Nitric oxide stimulation of cGMP accumulation in myometrial cells from pregnant women is antagonized by oxytocin.

Abstract

The role of cGMP in the myometrium of pregnant women is not completely known. We have previously shown in guinea pig, monkey and man that NO-induced relaxation of oxytocin-induced contractions is independent of cGMP accumulation. To approach an understanding of the role of cGMP in myometrium, we have developed smooth muscle cell cultures from pregnant women undergoing caesarian section at term. Cells, grown in standard media containing progesterone, express smooth muscle cell markers and are used within five doublings. Cells stimulated with NO donors increase their cGMP levels nearly 100 fold (basal = approximately 9 pmol/mg protein). In the presence of oxytocin (OT; 1 microM), cGMP accumulation in the presence of NO (100 microM) is significantly blunted (25 fold).
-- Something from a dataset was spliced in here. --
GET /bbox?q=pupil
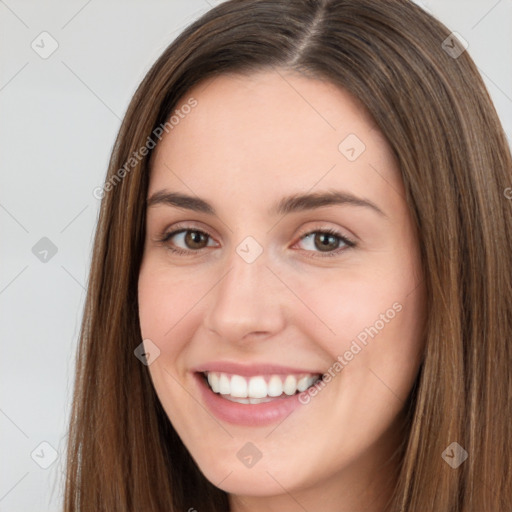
[187,231,204,246]
[319,233,337,250]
Cyclic GMP-degradation is inhibited by the presence of the phosphodiesterase inhibitor zaprinast; suggesting that the ability of OT to attenuate cGMP accumulation is unlikely to be due to degradation. We propose that the elevation of intracellular calcium following the addition of OT suppress the activity of a calcium-sensitive guanylyl cyclase. The diminution of cGMP synthetic potential in myometrial cells from pregnant women is consistent with the absence of a role for cGMP in the NO-induced relaxation of uterine muscle.